Sarcopenia Is a Cause and Consequence of Metabolic Dysregulation in Aging Humans: Effects of Gut Dysbiosis, Glucose Dysregulation, Diet and Lifestyle

Abstract

Skeletal muscle mass plays a critical role in a healthy lifespan by helping to regulate glucose homeostasis. As seen in sarcopenia, decreased skeletal muscle mass impairs glucose homeostasis, but it may also be caused by glucose dysregulation. Gut microbiota modulates lipopolysaccharide (LPS) production, short-chain fatty acids (SCFA), and various metabolites that affect the host metabolism, including skeletal muscle tissues, and may have a role in the sarcopenia etiology. Here, we aimed to review the relationship between skeletal muscle mass, glucose homeostasis, and gut microbiota, and the effect of consuming probiotics and prebiotics on the development and pathological consequences of sarcopenia in the aging human population. This review includes discussions about the effects of glucose metabolism and gut microbiota on skeletal muscle mass and sarcopenia and the interaction of dietary intake, physical activity, and gut microbiome to influence sarcopenia through modulating the gut-muscle axis. Emerging evidence suggests that the microbiome can regulate both skeletal muscle mass and function, in part through modulating the metabolisms of short-chain fatty acids and branch-chain amino acids that might act directly on muscle in humans or indirectly through the brain and liver. Dietary factors such as fats, proteins, and indigestible carbohydrates and lifestyle interventions such as exercise, smoking, and alcohol intake can both help and hinder the putative gut-muscle axis. The evidence presented in this review suggests that loss of muscle mass and function are not an inevitable consequence of the aging process, and that dietary and lifestyle interventions may prevent or delay sarcopenia.

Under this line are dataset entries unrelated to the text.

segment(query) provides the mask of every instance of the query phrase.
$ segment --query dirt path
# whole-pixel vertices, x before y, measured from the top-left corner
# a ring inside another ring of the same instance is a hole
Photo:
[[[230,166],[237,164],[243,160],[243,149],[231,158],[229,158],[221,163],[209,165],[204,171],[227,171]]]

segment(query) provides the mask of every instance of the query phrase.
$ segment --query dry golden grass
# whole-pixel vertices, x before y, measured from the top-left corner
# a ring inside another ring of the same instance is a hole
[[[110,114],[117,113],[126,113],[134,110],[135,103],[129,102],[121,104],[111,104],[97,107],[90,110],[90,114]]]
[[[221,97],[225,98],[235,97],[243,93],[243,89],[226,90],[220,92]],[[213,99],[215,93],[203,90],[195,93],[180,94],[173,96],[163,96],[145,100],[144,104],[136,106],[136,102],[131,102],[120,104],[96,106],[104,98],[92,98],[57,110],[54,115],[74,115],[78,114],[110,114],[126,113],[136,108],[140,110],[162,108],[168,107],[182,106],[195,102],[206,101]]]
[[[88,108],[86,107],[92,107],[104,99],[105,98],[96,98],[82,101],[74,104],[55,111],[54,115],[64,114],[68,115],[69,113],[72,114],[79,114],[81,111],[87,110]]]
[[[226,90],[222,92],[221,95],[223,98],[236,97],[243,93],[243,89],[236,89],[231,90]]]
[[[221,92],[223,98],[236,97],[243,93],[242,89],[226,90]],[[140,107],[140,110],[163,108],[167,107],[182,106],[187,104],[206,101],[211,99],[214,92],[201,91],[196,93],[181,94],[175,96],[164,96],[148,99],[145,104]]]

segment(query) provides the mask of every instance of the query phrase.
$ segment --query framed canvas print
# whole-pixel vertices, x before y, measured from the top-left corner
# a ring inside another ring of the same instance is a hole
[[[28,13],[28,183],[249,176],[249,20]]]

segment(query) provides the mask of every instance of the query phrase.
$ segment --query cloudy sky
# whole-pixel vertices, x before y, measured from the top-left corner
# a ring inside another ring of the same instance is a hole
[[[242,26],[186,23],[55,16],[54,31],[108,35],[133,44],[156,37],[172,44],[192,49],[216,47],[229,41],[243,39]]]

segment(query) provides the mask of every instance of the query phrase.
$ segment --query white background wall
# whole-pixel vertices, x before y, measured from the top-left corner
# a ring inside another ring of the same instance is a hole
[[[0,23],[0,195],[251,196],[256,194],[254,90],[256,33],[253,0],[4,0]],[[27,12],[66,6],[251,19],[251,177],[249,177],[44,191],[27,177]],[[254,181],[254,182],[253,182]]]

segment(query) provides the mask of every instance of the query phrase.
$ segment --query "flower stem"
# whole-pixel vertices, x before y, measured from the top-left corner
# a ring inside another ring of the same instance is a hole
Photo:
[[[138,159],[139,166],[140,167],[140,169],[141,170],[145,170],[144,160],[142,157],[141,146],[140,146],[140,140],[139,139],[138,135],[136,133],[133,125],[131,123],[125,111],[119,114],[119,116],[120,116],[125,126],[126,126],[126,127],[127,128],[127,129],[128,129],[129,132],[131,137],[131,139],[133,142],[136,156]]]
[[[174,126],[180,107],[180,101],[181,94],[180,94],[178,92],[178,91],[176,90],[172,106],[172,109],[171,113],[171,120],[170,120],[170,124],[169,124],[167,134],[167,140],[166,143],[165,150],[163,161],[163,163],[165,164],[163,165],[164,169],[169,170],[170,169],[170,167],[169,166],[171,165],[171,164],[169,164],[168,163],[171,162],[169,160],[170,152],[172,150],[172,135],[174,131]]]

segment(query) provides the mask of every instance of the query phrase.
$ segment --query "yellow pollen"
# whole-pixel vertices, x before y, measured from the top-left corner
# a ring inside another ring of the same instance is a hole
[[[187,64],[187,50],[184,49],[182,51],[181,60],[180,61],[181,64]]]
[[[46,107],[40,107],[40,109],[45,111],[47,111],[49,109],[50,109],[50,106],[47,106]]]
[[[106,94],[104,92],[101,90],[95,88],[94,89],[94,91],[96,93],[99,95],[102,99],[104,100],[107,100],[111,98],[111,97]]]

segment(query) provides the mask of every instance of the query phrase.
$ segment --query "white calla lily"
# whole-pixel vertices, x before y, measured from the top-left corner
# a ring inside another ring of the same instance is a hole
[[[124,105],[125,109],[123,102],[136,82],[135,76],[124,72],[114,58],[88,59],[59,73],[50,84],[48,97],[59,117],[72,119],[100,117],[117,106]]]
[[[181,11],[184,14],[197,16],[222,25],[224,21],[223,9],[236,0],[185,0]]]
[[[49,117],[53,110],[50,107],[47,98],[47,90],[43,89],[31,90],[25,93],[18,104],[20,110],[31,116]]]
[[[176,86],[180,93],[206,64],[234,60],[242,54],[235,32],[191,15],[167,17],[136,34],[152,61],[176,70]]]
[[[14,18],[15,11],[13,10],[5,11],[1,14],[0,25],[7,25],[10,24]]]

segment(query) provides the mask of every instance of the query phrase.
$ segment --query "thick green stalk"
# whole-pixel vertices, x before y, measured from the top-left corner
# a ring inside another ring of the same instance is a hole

Keywords: glucose metabolism; gut microbiome; gut microbiota-muscle axis; inflammation; short-chain fatty acids; skeletal muscle mass.

Figure 1

Proposed interactions of diet and lifestyle with skeletal muscle and glucose metabolism. Effects of diet and lifestyle on skeletal muscle mass and function and the impact on blood glucose regulation are explained; diet and lifestyle are shown to exert effects on muscle mass and function, which have interactive effects on glucose metabolism. Sirt 1, NAD-dependent deacetylase sirtuin-1; PGC-1α, peroxisome proliferator-activated receptor-gamma coactivator 1α; mTORC1, mechanistic target of rapamycin C1; S6K1, ribosomal protein S6 kinase beta-1; MAPK, mitogen-activated protein kinase; ERK1/2, extracellular signal-regulated kinases; AMPK, AMP-activated protein kinase; PI3K, phosphoinositide 3-kinase; AKT; NAD⁺, nicotinamide adenine dinucleotide.

Figure 2

Proposed interaction of gut bacteria with glucose metabolism. Effects of gut microbiota and their products on the liver, gut cell wall, adipocytes, and inflammation as regulators of glucose metabolism are explained; gut bacteria can increase and decrease inflammation, either improving or exacerbating insulin resistance and muscle loss. LPS, lipopolysaccharide; TNF-α, tumor necrosis factor-α; IL-6, interleukin-6.